The company, of which she was a director, became known for releasing international arthouse works and political documentaries, as well as for supporting the efforts of promising young film-makers.

Nick Broomfield, whose early documentaries were distributed by Contemporary, was among those who appreciated Kitty and Charles’s commitment to promoting new talent. “I was just starting out, and only later learned just how different and beautiful they were,” he said.

From the mid-1960s Kitty became immersed in the heady swirl of radical cultural politics, Soho life and international cinema, buying films by the likes of Werner Herzog, Jane Campion, Satyajit Ray, Andrei Tarkovsky and showing them at the West End Academy Cinema, as well as at Contemporary’s own Paris Pullman and Phoenix Cinemas (in East Finchley and Oxford).
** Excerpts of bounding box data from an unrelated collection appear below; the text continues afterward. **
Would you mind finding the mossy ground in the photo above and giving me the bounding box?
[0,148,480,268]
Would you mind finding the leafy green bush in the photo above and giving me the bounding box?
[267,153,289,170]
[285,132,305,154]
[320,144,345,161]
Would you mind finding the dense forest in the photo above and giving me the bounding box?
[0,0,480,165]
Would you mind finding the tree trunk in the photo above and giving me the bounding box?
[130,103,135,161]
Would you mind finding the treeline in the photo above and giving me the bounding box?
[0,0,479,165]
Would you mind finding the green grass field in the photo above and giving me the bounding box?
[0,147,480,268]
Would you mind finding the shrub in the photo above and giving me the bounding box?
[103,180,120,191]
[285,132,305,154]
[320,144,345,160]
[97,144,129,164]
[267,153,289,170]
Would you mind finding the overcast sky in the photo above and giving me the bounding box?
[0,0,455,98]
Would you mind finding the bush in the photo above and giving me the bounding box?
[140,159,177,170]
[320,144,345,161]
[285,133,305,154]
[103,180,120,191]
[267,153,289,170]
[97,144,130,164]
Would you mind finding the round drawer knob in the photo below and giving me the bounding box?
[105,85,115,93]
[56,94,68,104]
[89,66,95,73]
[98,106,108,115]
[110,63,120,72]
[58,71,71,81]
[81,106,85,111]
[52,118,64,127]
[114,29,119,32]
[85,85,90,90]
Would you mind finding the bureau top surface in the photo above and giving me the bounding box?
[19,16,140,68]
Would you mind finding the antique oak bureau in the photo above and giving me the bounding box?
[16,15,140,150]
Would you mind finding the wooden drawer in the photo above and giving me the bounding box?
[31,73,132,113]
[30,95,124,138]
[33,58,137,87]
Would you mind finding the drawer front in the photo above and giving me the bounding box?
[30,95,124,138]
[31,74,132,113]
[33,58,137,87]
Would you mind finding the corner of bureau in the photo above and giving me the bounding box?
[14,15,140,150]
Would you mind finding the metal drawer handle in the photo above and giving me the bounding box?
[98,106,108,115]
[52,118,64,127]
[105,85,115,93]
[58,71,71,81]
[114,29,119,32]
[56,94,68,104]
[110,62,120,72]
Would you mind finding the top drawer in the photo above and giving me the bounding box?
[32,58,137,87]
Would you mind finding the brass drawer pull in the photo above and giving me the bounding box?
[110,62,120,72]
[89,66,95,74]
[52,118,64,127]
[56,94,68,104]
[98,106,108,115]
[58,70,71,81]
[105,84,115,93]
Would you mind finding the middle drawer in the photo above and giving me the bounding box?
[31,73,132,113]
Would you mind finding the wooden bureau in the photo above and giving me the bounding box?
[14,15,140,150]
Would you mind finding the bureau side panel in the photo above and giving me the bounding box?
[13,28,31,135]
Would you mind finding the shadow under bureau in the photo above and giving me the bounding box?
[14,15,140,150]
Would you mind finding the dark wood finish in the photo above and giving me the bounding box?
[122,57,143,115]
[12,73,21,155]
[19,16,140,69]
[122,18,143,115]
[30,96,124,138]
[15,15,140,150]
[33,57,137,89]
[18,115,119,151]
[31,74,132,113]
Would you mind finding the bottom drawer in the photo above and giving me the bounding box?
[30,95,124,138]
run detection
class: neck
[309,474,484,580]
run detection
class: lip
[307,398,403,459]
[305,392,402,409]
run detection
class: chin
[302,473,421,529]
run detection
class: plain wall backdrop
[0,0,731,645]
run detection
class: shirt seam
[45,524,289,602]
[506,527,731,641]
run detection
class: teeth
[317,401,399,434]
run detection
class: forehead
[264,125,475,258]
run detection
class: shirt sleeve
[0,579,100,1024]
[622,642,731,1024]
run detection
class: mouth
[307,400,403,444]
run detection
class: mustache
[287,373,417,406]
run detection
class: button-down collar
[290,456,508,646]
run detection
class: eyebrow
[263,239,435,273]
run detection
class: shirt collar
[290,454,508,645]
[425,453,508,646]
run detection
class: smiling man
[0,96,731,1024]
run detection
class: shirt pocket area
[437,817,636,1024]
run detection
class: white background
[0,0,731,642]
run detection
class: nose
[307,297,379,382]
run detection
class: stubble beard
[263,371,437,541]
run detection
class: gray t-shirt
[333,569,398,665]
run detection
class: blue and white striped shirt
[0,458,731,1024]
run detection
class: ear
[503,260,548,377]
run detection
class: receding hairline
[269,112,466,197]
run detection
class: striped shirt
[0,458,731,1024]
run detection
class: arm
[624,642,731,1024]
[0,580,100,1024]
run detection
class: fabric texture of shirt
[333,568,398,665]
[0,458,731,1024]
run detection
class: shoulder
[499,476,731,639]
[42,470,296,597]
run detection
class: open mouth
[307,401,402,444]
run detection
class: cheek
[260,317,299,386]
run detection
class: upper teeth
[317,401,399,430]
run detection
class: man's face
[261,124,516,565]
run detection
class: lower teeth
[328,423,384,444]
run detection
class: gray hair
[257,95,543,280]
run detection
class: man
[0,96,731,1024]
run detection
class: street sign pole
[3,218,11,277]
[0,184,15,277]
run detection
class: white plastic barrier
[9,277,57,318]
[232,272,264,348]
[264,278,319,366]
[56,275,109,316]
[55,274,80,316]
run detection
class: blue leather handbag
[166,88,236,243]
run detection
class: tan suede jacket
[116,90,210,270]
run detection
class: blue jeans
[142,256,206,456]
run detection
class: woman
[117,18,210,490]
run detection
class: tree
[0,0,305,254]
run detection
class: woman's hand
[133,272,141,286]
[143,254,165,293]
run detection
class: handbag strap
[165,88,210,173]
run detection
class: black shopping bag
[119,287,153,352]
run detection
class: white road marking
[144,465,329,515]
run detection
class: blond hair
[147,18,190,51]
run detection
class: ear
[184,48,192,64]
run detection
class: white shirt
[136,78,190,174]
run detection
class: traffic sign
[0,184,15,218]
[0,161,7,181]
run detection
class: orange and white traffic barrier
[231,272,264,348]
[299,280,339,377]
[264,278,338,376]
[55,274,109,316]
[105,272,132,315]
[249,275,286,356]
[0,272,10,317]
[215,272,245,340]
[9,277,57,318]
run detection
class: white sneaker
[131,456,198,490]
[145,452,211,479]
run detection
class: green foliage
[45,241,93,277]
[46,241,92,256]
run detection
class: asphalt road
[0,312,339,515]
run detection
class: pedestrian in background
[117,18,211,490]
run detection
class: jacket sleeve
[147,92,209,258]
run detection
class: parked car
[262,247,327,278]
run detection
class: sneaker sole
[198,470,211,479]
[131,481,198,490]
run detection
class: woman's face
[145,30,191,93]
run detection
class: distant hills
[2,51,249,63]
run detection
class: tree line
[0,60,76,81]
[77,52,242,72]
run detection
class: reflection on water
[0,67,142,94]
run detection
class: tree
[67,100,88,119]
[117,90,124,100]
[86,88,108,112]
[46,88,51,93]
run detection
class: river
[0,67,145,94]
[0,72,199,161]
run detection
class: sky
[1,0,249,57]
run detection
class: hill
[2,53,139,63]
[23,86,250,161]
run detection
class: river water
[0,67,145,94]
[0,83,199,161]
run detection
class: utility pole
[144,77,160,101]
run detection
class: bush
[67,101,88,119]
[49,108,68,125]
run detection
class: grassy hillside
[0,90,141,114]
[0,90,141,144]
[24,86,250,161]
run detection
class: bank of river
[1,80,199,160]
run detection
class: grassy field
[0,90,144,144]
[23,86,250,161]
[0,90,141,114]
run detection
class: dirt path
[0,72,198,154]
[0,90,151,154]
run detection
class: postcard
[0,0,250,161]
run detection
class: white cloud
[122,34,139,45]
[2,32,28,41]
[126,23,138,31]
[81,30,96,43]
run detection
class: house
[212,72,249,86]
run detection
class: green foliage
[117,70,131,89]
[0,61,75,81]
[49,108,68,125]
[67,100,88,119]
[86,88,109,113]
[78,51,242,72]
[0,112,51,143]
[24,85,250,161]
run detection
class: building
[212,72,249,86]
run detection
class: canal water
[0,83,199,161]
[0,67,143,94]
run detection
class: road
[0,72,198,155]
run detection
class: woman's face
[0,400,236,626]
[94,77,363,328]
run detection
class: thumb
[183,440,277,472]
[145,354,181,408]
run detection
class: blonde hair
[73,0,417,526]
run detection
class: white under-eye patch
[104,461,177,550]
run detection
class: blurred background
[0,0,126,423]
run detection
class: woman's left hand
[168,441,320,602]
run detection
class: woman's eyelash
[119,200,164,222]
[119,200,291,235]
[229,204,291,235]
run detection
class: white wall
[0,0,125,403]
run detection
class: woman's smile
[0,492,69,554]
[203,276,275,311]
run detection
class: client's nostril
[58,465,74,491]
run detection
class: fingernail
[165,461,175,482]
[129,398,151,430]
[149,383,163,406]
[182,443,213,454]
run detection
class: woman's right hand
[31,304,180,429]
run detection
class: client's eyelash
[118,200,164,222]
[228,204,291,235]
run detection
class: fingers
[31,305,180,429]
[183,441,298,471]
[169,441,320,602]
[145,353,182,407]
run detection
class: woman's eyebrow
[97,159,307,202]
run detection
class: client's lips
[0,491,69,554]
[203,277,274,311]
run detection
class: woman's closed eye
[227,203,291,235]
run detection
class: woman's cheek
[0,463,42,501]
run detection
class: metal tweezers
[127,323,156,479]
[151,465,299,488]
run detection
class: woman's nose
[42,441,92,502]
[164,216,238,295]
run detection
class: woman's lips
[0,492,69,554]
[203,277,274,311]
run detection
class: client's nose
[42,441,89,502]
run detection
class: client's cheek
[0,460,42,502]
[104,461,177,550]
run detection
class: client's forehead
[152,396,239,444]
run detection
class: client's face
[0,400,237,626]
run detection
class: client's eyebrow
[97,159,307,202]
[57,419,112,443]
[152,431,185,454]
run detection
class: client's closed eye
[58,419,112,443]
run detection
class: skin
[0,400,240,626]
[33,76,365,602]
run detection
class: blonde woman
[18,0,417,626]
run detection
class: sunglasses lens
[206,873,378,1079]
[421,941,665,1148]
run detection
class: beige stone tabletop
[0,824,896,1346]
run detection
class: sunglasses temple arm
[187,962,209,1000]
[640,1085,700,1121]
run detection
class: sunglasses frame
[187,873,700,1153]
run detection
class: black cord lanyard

Kitty was born in Berlin into a working-class Jewish family, and spent her early childhood in Nazi Germany. At the age of six, shortly before the second world war, she escaped to Britain with her mother, Betty (nee Davidsohn), a dressmaker. Her father, Walter Fürstenberg, a welder, had come to the UK a few months earlier via the Kitchener Camp initiative. Other family members, including Kitty’s grandmother, were killed in the Holocaust.

After the second world war, the family settled in north London, changing their name to Wixon, and Kitty attended Laura Place school (now Clapton girls’ academy). In the late 1950s she took a philosophy evening class at the City Lit adult education college in central London, and there met Charles, a fellow student.

He was 22 years her senior, had recently been widowed and had three children. The early years of their relationship were volatile, but once they settled (and as Kitty liked to say, “Charles committed”) their partnership became a harmonious and loving one – at home and at work.

Together, Kitty and Charles gave their time and films to London’s leftwing circles. Saturday evenings saw people gathering at our home for benefit screenings to raise money for international causes. Film-makers would come to stay – sometimes for months at a time. Kitty and Charles had a relaxed and inclusive approach to their home, and their parenting style was liberal and permissive.

In retirement she volunteered for CND, the Wiener Library and the Tate gallery in London, while developing her skills in portrait photography and art history, and nurturing an enduring love of literature.

Charles died in 2001. She is survived by her children, Mick and me, her stepchildren, Sue, Adi and Florence, 11 grandchildren, nine great-grandchildren and her sister, Sandra.